Go to jail
“Mr Bojangles” sung by Sammy Davis Junior was playing on the car radio. Jerry Jeff Walker’s 1968 song tells of his prison cell encounter with a homeless man three years previously, a song and dance man who used Bojangles as his nickname. Pulling up the car at the end of the journey, I thought, ‘I’ve never been in a prison cell; I’ve never ever even been threatened with arrest. Would life look different through the eyes of Bojangles and his friends?
Maybe seeing the inside of a prison cell might mean living a more Christian life than being quiet and law abiding. Time and again throughout the Bible the people who speak up for God and for what is right end up being arrested.
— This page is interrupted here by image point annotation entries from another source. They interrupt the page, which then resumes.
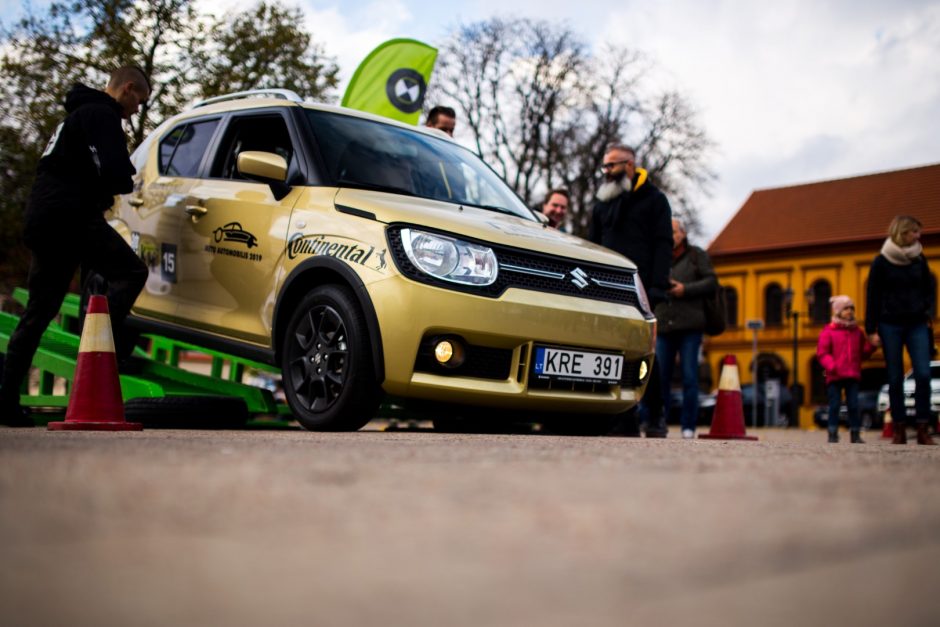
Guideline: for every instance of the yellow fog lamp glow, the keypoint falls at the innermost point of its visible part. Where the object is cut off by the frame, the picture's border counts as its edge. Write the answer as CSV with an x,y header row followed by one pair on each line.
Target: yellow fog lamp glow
x,y
444,351
448,352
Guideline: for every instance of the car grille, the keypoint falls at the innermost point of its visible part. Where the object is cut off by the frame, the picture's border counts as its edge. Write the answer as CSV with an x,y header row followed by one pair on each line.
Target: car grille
x,y
534,271
480,362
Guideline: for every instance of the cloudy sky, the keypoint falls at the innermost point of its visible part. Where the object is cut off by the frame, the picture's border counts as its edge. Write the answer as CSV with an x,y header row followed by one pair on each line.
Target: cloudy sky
x,y
800,91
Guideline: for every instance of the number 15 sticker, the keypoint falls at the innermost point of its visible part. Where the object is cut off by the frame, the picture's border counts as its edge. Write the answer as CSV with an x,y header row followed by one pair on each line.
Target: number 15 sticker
x,y
168,262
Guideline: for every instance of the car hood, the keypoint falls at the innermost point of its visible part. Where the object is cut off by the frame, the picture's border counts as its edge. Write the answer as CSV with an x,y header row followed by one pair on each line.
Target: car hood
x,y
479,224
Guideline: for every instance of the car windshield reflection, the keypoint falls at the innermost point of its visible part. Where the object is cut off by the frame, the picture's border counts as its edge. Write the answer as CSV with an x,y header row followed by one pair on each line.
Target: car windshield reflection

Speaking the truth landed poor Jeremiah in constant trouble, “They were angry with Jeremiah and had him beaten and imprisoned in the house of Jonathan the secretary, which they had made into a prison” John the Baptist had similar treatment “Now Herod had arrested John and bound him and put him in prison”. While in prison, John was summarily executed, the price of speaking out.
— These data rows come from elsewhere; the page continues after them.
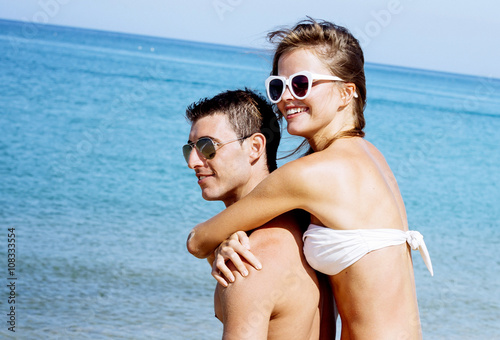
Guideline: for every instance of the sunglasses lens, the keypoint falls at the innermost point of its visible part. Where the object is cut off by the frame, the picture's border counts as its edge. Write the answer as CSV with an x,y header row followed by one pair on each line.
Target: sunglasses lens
x,y
300,85
186,150
275,89
206,147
Jesus warned his followers, “they will lay hands on you and persecute you. They will deliver you to synagogues and prisons, and you will be brought before kings and governors, and all on account of my name”. It was a warning that came true very quickly in the early days of the church, “King Herod arrested some who belonged to the church, intending to persecute them. He had James, the brother of John, put to death with the sword. When he saw that this pleased the Jews, he proceeded to seize Peter also”. Saint Paul’s experience was of repeated arrest and imprisonment, along with suffering brutality at the hands of the authorities.
‘Ah, that’s different’, our leaders would now argue, ‘that was about freedom of faith. We have freedom and there is no need for us to break the law’. But isn’t being a Christian about more than freedom of conscience? Isn’t the reason Christians accepted appalling things like slavery and the exploitation of children for so long that they saw no need to disobey the law? Was freedom to believe enough? Isn’t seeking God’s kingdom about more than individual conscience? Isn’t it about integrity and righteousness in all things?
The Irish government is about to introduce legislation that will result in ordinary working people paying for the greed of some of the nation’s wealthiest, even free marketeer and capitalist David McWilliams is fuming about it. Billions of Euro of working people’s money will be needed to repay bonds that have supported the rich and the powerful. Is that justice? Is that righteousness? Is that in keeping with the values of the Kingdom of God?
For the church to speak out would not be political extremism, McWilliams makes the point, “By the way, it’s not radical, it’s called capitalism”. But there is silence all around, not a single episcopal whisper.
Perhaps the time has come when we ask why we are not meeting the friends of Mr Bojangles.